No, not the Mona Lisa. The guy in the middle, staring at the camera… that I didn’t even notice until I sent the photo to my family and a random person’s face was all they could see. Rather than one of the world’s most famous paintings, they all chose to focus on a random person that my dad said looked like Adam Savage from MythBusters.

We spent Thursday in the Latin Quarter, the historic student center within the city due to the location of the Sorbonne, one of the world’s oldest universities. During our trip through the Latin Quarter, we focused on the Roman and Medieval history of Paris, which was highlighted by our trip to the Musée Cluny. One of my favorite parts of this museum was the room of heads and beheaded bodies. These statues have quite an interesting story, as they were once part of Notre Dame and represent the Kings of Judah. During the French Revolution, these statues were apparently mistaken for statues of French kings, and anti-royalist sentiment led to their decapitation and removal from Notre Dame. 

Friday was July 4 and we celebrated by getting the best ice cream ever from Berthillon. We visited Sainte-Chapelle and Notre Dame, as well as Île de la Cité and Île Saint-Louis, which are located within the Seine. My favorite Friday faces are from the Pont Neuf, the oldest bridge in Paris. The bridge is decorated with hundreds of sculpted faces known as mascarons, all of which are different and have unique facial expressions.

On Saturday, we visited Versailles with MICEFA. Like the Louvre, there were many statues, paintings, and other decor that had faces. One of my favorite things was the Baths of Apollo. The original statues from the baths were moved inside the palace in order to better protect them, which allowed us to get an up close view of the scenes portrayed in the statues. However, we did not quite understand the story that was being told through the three statues until we visited the gardens and were able to view replicas of the statues within the setting of the Baths of Apollo. It was also really interesting to learn that the rock formation and caves of the Baths were entirely man-made.

Original Statue Located Within Palace
Original Statue Located Within the Palace
Baths of Apollo in Versailles Gardens

My favorite faces from the last few days were at the Carnavalet Museum, which I visited on Sunday with my mom. This was a really interesting and fun museum to visit, and it had the added benefit of being a free place to go on a rainy day. The Carnavalet Museum tells the history of Paris through its four stories of exhibition space. They had many caricatures of popular writers, political figures, actors, etc. My favorite caricature was a pear-shaped and pear-themed vase meant to represent Louis Philippe I, the penultimate monarch of France.

The last few days have been really fun and filled with new experiences. Visiting the Louvre and Versailles knocked two things off my bucket list that I have been looking forward to seeing for a long time. Sainte-Chapelle was one of the most amazing buildings and interiors that I have ever seen and I would love to go back if the line wasn’t notoriously long. Let me know which face is your favorite!

Bienvenue à Paris!

We arrived in Paris during a heatwave and have been sweating it out since we left the airport. My name is Kynzie Johnson and I will be writing this blog to document my experiences throughout this month in Paris.

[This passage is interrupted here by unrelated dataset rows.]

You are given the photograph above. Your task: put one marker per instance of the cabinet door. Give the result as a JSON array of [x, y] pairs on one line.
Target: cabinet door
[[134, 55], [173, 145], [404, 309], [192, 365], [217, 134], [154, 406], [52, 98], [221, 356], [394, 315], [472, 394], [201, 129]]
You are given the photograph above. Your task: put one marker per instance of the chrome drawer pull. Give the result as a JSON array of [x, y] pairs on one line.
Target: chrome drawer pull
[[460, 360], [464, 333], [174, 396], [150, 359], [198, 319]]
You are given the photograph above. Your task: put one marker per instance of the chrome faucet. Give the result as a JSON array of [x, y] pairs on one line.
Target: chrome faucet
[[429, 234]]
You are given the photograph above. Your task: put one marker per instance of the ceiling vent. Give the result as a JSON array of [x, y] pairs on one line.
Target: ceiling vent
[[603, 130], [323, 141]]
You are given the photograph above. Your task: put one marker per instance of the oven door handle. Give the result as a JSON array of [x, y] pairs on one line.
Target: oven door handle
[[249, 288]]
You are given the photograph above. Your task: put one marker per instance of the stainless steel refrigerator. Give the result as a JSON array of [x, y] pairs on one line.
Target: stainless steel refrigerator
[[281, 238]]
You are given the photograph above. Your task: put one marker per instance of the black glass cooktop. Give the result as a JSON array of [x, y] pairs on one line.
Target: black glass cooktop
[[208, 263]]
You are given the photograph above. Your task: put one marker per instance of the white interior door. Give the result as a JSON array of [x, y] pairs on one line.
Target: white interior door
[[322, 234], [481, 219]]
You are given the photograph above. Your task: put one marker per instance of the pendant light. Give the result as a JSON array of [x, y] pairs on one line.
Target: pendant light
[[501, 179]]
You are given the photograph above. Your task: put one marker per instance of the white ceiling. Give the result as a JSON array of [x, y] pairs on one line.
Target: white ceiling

I already feel like I’ve been through several stages on the rollercoaster of culture shock. The first has been the excitement of finally making it to Paris after so much anticipation and planning for the trip. 

 

Then there was total exhaustion coupled with annoyance that there is no air conditioning (even though it was over a hundred degrees!). Our first night at dinner, we barely spoke as we waited for our food, trying not to fall asleep or pass out from heat exhaustion.

The heat finally subsided last night as we rounded off our first full day in Paris. The day started with me being annoyed at the lack of AC (still) and missing my family a bit, included a great chocolate mousse from Café du Rendez-Vous and a trip to the Louvre, as well as several failed missions to located and buy a fan, and ended with a dinner of fruit and cheese from Franprix on the balcony. Looking forward to the exciting things we could see today!